The professors note that the UCC drafters did not intend for Section 8-302 to apply to transfers of causes of action. The UCC codified the “shelter principle,” or the rule that a buyer receives everything a seller was able to convey. Historically, this has not included causes of action, and such a transfer requires the parties to agree to transfer more than just ownership of the security.

Therefore, the Court should hold that causes of action related to a security are not automatically assigned upon transfer, but may be transferred by express agreement. This is the case in most jurisdictions, as well as federal securities law. A default rule of automatic assignment may create redundant litigation, as sellers may be forced to sue just to retain their rights, and buyers may inherit a windfall if they acquire securities with liabilities in excess of any actual harm to the buyers.

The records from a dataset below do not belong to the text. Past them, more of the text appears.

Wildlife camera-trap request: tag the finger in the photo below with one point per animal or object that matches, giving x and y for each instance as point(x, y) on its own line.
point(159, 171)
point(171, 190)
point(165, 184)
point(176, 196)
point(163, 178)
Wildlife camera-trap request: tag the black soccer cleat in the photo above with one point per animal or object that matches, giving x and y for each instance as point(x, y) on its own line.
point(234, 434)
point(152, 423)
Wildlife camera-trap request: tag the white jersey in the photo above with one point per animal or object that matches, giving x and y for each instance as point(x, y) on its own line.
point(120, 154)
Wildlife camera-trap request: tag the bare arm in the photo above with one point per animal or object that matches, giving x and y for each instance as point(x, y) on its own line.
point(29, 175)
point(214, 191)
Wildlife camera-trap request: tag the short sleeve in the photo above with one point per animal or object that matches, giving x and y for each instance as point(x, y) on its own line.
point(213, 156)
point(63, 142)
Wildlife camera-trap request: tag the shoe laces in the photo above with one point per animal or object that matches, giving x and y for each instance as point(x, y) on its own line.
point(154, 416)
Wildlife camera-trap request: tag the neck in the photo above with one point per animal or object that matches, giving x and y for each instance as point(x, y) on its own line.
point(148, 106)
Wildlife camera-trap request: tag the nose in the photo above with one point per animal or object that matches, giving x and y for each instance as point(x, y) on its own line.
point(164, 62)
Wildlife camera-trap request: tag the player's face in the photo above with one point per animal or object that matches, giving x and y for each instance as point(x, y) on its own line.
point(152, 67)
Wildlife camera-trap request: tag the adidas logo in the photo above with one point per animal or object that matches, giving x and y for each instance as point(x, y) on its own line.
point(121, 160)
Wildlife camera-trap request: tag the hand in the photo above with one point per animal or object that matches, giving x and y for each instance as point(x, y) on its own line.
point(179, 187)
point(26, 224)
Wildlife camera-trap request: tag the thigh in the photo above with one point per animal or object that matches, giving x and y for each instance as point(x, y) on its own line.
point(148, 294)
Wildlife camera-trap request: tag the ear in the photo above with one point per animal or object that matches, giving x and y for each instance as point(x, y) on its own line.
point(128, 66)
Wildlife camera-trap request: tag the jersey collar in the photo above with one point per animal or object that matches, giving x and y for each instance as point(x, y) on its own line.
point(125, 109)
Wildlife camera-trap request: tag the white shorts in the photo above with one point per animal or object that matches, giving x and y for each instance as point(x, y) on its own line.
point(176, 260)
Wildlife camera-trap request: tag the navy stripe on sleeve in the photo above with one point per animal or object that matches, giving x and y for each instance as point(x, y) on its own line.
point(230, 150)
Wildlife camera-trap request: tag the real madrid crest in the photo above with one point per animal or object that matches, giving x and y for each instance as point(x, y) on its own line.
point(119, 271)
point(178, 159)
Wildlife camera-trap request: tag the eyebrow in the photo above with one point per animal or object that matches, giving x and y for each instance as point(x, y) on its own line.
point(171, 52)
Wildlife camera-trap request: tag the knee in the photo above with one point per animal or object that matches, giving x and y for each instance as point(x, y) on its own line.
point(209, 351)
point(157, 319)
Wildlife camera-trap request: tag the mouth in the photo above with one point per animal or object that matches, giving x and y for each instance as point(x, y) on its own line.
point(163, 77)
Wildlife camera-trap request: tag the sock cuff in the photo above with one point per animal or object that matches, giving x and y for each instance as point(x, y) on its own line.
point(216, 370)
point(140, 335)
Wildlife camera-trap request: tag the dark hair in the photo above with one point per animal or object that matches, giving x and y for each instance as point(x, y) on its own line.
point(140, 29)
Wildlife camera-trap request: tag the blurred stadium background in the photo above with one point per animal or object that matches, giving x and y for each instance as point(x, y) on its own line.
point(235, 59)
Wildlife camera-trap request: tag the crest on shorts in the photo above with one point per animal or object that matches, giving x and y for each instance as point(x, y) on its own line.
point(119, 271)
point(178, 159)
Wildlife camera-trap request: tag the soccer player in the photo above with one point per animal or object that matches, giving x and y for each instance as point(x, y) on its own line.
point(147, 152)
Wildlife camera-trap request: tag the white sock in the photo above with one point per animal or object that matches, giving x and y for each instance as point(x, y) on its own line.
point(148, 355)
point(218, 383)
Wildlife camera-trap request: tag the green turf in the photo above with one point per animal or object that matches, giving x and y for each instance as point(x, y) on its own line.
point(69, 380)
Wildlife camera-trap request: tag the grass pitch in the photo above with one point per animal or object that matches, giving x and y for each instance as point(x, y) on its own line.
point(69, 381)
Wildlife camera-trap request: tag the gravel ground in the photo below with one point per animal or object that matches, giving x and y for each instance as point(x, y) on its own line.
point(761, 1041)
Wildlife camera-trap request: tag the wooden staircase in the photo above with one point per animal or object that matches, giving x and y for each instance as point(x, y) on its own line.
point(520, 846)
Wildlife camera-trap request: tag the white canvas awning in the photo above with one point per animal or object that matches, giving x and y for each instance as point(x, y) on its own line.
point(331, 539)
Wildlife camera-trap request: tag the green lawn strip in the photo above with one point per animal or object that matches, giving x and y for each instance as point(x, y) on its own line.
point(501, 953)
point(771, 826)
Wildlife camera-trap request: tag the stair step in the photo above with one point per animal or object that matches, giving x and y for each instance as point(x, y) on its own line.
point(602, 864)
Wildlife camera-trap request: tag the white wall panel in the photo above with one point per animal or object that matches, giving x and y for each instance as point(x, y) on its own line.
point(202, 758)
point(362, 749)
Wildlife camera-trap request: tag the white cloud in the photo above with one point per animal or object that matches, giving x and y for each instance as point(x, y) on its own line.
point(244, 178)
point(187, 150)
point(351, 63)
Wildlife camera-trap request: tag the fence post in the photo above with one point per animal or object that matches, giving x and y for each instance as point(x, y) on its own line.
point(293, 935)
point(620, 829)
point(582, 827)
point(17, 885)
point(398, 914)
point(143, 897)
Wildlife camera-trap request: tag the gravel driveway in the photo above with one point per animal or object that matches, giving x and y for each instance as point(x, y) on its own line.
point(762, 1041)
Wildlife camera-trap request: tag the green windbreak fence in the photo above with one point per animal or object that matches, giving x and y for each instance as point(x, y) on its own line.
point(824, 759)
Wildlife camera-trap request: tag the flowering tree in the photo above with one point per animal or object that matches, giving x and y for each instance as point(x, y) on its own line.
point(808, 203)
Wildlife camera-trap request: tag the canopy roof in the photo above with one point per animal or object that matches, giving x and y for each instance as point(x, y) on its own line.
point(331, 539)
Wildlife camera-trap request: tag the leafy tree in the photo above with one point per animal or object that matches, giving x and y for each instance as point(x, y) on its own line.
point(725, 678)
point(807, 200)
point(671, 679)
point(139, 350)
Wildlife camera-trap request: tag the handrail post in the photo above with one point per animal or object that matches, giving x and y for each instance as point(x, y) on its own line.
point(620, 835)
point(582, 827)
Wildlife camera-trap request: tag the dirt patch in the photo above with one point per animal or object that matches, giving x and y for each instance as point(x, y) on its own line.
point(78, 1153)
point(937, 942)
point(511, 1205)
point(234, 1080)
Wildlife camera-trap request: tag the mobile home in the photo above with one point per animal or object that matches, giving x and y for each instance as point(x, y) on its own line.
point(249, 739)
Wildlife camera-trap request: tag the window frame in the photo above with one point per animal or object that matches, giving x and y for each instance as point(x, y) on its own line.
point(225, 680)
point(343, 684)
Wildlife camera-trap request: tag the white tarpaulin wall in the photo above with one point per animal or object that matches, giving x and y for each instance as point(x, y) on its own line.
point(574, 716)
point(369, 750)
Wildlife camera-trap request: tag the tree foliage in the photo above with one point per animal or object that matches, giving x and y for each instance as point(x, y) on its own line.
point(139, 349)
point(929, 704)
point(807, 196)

Amicus law professors offer two proposed propositions of law: (1) Revised Code Section 1308.16(A) [U.C.C. Section 8-302] does not require that claims held by the transferor of a security automatically be assigned to the transferee; and (2) as a matter of both precedent and principle, this Court should rule that choses in action related to a security are not automatically assigned to a transferee upon transfer, but may be transferred by express agreement.